Sunday, April 08, 2007

O cineminha vai ao cinemão




O armário está aberto há horas, todas as roupas sumiram. Você pode achar uma bobeira, se estivesse no prédio em frente, e visse pela janela uma mulher só de calcinha a entrar e sair do banheiro. Nenhuma roupa servirá hoje à noite. É tudo uma grande bobagem, você riria e me humilharia. É apenas um filme, você diria.

É apenas um filme. Mas ando com medo de duas horas intensas.

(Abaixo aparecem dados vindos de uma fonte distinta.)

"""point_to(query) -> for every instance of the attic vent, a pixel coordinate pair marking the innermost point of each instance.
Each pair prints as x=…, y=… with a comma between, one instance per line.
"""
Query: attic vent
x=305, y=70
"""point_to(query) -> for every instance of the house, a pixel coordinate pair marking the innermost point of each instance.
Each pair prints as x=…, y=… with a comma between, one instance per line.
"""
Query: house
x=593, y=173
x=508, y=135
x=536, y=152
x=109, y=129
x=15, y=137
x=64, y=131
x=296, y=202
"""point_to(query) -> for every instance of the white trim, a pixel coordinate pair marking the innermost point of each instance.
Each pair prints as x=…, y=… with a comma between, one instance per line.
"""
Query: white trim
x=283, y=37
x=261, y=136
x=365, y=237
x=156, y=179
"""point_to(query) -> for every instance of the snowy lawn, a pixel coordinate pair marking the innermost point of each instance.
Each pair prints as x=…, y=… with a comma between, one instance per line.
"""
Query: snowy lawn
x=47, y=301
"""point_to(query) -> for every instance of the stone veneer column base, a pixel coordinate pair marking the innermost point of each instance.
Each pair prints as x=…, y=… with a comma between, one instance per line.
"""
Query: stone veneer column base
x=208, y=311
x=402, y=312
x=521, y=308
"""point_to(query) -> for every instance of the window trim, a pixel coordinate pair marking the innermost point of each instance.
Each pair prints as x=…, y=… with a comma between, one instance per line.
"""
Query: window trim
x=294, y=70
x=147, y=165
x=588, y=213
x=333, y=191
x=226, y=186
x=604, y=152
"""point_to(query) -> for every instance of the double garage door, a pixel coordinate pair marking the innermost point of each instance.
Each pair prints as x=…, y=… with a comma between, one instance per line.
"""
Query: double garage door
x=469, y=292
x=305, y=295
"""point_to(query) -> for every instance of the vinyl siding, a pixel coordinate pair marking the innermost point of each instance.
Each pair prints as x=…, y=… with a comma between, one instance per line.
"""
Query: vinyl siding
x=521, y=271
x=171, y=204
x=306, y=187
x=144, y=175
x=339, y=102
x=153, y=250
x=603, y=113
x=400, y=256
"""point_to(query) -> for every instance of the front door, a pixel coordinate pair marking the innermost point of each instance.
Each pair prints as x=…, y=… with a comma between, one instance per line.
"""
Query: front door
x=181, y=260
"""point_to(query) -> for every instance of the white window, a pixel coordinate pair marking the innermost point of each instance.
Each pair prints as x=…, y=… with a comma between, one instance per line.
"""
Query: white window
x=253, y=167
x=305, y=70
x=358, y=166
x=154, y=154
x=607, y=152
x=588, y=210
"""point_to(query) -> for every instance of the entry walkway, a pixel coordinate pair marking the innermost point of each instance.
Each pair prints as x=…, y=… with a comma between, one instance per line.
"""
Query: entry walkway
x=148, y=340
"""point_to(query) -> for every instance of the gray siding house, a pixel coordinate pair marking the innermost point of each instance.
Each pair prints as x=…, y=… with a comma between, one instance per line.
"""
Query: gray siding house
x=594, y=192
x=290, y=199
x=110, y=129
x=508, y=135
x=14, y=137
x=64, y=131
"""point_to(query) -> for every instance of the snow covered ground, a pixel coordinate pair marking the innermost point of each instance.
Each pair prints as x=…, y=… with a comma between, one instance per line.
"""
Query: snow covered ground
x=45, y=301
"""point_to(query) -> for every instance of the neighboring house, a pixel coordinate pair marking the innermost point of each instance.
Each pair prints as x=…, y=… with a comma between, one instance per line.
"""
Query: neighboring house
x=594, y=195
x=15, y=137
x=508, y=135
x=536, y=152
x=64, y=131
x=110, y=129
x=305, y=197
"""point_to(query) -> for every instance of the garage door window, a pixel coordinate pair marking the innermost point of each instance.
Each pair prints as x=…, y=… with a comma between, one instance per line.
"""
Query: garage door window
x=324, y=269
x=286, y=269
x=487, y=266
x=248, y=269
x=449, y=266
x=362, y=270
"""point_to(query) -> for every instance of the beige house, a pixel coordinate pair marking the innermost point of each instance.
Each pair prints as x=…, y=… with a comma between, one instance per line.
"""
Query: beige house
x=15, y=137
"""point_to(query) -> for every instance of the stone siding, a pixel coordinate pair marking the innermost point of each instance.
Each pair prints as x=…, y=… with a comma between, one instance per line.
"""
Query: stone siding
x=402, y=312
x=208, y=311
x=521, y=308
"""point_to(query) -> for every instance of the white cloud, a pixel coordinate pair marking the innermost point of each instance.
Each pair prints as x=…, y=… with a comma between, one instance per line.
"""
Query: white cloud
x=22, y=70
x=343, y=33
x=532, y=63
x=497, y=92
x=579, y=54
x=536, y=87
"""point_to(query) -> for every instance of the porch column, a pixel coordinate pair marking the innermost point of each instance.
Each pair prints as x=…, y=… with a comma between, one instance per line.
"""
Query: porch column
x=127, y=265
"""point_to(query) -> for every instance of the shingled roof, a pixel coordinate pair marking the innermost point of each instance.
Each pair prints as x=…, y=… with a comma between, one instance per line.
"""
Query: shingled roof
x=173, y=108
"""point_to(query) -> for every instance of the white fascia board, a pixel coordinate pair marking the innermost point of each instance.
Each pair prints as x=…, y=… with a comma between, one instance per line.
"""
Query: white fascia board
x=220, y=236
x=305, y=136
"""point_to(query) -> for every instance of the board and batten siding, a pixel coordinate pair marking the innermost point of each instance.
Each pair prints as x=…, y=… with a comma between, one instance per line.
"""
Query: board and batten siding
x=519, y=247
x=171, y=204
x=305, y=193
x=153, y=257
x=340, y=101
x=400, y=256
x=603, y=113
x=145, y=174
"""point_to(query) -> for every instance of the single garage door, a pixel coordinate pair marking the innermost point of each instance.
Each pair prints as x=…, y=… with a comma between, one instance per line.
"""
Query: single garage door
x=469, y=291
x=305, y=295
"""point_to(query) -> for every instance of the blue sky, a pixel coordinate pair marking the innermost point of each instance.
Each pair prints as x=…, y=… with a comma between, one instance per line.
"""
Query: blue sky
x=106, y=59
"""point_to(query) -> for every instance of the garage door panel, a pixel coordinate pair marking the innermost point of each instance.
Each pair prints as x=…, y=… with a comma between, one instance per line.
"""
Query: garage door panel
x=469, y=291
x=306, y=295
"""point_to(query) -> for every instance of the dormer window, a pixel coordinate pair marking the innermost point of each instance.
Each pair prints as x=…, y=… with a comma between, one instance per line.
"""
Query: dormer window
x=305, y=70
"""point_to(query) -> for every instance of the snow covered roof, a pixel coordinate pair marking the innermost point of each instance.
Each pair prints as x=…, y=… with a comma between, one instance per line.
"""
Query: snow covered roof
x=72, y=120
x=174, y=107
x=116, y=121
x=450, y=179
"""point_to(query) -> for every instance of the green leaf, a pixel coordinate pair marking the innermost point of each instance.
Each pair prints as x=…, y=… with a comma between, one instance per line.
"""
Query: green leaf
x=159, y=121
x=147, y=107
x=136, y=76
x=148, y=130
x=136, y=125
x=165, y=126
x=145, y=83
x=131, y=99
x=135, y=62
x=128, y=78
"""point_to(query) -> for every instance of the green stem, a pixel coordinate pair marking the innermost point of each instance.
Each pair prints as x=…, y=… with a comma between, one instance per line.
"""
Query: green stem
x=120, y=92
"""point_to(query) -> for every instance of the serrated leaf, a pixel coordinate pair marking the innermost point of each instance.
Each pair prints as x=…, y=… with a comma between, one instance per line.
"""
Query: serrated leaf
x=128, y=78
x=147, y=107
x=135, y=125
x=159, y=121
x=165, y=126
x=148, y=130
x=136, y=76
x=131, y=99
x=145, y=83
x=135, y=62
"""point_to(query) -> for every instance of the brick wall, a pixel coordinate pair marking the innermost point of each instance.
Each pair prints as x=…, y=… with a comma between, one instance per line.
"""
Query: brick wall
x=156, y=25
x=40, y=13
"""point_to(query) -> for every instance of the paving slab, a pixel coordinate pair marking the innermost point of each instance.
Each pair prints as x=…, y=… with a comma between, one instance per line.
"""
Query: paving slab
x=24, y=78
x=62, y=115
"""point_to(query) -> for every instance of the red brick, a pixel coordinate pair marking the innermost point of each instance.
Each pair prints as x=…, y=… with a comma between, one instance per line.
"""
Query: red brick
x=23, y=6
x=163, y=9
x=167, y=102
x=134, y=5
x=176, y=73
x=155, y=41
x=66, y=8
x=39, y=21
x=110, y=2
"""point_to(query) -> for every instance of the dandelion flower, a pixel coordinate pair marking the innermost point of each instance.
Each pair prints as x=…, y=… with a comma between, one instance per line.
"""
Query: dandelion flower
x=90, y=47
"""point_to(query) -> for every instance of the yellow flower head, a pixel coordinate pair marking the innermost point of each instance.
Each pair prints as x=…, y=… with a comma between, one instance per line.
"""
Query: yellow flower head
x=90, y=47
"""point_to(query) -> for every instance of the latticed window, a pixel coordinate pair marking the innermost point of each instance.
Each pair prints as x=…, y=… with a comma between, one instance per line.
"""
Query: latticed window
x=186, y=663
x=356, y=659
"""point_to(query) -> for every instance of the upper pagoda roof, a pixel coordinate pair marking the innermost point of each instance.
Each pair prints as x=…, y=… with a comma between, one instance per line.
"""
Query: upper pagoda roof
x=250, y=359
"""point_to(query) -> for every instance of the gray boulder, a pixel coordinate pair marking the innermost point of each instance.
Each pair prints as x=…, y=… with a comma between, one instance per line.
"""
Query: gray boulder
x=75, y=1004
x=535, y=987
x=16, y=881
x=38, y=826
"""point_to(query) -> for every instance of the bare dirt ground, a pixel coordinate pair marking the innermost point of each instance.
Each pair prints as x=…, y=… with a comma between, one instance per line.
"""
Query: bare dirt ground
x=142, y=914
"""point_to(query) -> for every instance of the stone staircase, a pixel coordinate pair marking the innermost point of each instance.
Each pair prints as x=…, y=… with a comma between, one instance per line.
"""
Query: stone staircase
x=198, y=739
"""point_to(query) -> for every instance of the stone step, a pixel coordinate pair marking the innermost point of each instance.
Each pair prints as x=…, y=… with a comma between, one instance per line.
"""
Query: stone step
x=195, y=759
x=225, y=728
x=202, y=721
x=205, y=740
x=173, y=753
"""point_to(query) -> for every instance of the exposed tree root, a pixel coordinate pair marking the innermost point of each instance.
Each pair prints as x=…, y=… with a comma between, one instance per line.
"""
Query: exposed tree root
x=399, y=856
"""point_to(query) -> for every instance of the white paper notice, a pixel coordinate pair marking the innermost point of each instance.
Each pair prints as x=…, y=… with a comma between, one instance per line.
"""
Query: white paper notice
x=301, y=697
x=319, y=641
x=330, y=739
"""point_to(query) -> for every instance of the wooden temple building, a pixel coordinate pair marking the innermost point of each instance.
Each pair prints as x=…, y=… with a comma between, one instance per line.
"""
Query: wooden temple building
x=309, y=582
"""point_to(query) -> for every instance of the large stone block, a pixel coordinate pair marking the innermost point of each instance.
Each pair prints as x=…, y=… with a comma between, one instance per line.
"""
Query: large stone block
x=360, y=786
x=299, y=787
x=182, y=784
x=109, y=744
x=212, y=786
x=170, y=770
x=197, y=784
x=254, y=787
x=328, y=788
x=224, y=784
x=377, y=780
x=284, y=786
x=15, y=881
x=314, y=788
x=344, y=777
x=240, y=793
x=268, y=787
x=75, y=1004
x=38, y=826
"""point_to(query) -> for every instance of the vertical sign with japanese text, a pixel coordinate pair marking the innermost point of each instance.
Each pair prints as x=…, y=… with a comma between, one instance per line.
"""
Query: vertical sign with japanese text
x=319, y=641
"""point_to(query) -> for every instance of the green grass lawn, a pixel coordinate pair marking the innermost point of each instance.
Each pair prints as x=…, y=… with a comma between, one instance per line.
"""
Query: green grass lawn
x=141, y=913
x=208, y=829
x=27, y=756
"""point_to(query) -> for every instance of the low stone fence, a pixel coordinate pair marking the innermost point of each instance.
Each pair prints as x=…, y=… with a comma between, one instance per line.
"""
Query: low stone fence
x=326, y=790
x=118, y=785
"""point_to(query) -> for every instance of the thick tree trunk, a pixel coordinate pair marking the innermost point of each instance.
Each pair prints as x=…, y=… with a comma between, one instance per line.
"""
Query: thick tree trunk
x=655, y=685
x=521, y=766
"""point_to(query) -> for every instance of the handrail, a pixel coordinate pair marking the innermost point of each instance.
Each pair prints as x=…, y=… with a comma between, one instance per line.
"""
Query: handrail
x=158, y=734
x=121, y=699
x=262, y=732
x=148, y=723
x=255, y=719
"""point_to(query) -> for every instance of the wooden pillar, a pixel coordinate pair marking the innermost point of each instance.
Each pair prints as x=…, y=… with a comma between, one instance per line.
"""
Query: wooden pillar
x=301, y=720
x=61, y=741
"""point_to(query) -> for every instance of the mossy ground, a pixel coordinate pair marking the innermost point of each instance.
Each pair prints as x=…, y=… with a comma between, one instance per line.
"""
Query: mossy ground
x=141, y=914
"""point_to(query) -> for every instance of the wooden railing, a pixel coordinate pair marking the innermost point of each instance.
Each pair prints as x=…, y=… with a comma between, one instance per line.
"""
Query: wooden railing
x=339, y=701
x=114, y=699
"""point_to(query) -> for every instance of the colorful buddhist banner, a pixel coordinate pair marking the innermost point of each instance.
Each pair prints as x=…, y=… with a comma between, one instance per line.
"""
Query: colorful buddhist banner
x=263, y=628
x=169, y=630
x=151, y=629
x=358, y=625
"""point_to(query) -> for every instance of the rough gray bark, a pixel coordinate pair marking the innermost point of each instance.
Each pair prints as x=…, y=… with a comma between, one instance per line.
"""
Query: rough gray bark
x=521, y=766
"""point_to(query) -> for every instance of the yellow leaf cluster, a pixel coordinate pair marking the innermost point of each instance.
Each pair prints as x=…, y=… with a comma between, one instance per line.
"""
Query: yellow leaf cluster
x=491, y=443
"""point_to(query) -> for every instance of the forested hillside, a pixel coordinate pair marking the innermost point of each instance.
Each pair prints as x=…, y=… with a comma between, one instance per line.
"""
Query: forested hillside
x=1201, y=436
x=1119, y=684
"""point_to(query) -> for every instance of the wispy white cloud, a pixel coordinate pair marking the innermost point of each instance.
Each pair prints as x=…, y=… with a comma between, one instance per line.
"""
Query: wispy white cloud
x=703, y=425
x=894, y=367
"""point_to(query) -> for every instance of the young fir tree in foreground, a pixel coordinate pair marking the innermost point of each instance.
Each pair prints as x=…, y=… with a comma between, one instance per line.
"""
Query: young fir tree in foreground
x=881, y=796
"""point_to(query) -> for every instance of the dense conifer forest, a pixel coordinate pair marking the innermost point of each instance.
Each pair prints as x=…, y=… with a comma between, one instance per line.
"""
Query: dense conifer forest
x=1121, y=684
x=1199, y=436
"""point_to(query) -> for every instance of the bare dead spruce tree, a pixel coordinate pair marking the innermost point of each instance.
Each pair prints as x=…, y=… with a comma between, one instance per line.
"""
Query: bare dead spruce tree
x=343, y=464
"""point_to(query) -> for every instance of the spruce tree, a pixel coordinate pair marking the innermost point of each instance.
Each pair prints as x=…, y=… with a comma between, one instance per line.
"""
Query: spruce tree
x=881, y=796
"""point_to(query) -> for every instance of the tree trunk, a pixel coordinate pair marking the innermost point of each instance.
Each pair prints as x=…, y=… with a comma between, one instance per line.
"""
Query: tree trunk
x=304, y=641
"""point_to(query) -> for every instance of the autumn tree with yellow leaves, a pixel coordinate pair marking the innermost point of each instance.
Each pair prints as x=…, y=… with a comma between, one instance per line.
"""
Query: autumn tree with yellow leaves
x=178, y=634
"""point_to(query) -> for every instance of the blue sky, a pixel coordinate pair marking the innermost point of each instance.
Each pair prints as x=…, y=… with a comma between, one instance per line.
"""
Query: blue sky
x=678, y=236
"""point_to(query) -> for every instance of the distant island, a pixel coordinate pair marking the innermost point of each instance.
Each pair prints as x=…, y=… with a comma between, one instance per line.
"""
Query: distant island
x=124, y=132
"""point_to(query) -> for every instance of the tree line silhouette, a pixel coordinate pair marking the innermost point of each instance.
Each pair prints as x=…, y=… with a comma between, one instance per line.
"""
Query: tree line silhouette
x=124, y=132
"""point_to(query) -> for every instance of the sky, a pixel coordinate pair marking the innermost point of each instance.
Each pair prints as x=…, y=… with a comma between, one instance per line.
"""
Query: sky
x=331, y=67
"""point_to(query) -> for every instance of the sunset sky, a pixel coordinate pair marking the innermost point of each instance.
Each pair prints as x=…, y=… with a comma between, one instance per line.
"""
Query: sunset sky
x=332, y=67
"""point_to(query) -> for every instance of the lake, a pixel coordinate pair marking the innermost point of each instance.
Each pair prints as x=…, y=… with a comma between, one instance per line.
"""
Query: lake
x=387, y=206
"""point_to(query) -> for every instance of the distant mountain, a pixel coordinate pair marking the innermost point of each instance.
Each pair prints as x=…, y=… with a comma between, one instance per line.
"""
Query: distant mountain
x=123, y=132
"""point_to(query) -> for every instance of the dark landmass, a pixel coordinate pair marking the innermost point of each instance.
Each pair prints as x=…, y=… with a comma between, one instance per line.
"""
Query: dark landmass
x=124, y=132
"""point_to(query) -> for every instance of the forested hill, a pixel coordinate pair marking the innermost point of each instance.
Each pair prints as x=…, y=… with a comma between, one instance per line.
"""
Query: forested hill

Não é apenas um filme, eu sei retrucar, ainda não irritada. Em duas horas posso ver impérios sendo construídos e destruídos. Posso ver aquele momento em que a vida do moço bonito começa a descer ladeira abaixo. E terei que abandoná-lo em seguida. Como me comunicar com quem já não está entre nós? Não estou pronta para ver o filme da minha vida. Não hoje à noite.

Não consigo viver à base de pedaços. Quero saber o antes, o que veio antes do antes, e gosto de previsões. Não conseguirei prestar atenção no filme. Às vezes acho que não há ônibus nesta cidade.

Qualquer coisa vai servir. Há tempos não entro numa sala escura. Não sei o que fazer. Conversar? Pegar na sua mão? Gosto de ficar em casa. Há mais espaço no sofá.

Sei que vai ser ruim. Não tem nenhum filme bom em cartaz na cidade. Não tem histórias boas nesta cidade. Não gosto do escuro. E não consigo dormir. Se eu não durmo, eu não sonho.
Por que ele demora tanto?

Por que eu não consigo lembrar seu endereço?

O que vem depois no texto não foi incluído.